Christie earned praise for putting on a brave face and leading his state through Sandy’s devastation but dismayed some fellow Republicans with his lavish praise for Obama's response to the disaster.
Even before the storm hit, Christie told the Newark Star-Ledger, “I appreciated the president’s outreach today in making sure that we know he’s watching this and is concerned about the health and welfare and safety of the people of the state of New Jersey.”
In the waning days of a tight presidential election, Christie kept the love for Obama coming during an interview on NBC, saying, “The president has been outstanding in this."
When the anchors on “Fox and Friends” asked him about the race he refused to get involved in the fray.
“I have no idea, nor am I the least bit concerned or interested," Christie said. "I have got a job to do here in New Jersey that is much bigger than presidential politics. And I could care less about any of that stuff. I have a job to do.
“If you think right now I give a damn about presidential politics, then you don't know me.”

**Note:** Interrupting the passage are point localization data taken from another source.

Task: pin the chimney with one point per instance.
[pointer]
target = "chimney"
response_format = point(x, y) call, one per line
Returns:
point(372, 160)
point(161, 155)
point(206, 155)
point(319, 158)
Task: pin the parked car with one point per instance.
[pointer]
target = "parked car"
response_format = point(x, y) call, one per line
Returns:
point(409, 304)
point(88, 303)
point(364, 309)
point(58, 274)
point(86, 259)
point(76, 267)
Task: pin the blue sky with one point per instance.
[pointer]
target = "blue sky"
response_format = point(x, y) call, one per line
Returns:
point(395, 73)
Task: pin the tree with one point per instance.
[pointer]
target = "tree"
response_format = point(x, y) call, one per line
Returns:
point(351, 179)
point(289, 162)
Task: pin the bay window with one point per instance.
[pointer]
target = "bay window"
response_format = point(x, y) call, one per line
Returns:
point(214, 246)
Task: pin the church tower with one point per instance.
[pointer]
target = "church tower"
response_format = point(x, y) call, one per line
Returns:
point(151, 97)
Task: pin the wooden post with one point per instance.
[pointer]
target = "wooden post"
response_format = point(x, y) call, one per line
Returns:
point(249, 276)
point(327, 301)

There’s no shortage of pundits to expect that last statement to change, and quick. Statistician and New York Times blogger Nate Silver gave Obama a 91.4 percent chance to win the Electoral College on the night before the election. It was a controversial prediction, but if it rings true and Obama serves for four more years, the expectation is Christie will run in 2016.

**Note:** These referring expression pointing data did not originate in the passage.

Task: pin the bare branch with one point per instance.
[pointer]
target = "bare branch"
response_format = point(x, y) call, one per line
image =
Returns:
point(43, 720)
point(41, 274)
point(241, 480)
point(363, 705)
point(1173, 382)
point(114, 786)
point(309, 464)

It’s also possible that he’s jumped ship from what could be a sinking Romney campaign. After months of being one of the candidate's biggest supporters, Christie reportedly refused to join Romney at a campaign event in Morrisville, Pa., a short distance from his Statehouse in Trenton. While the GOP candidate thanked Christie for working so hard for his constituents, other were less forgiving.
“You can’t tell me he couldn’t have gone over there for a night rally,” a source inside the Romney campaign told the Huffington Post.
There’s also the recent report that Christie was among the final choices for Republican vice presidential candidates but was ruled out because strategists thought his aggressive persona would outshine Romney. If Obama wins again, though, Christie’s blunt persona could be exactly what the Republicans will be in the market for.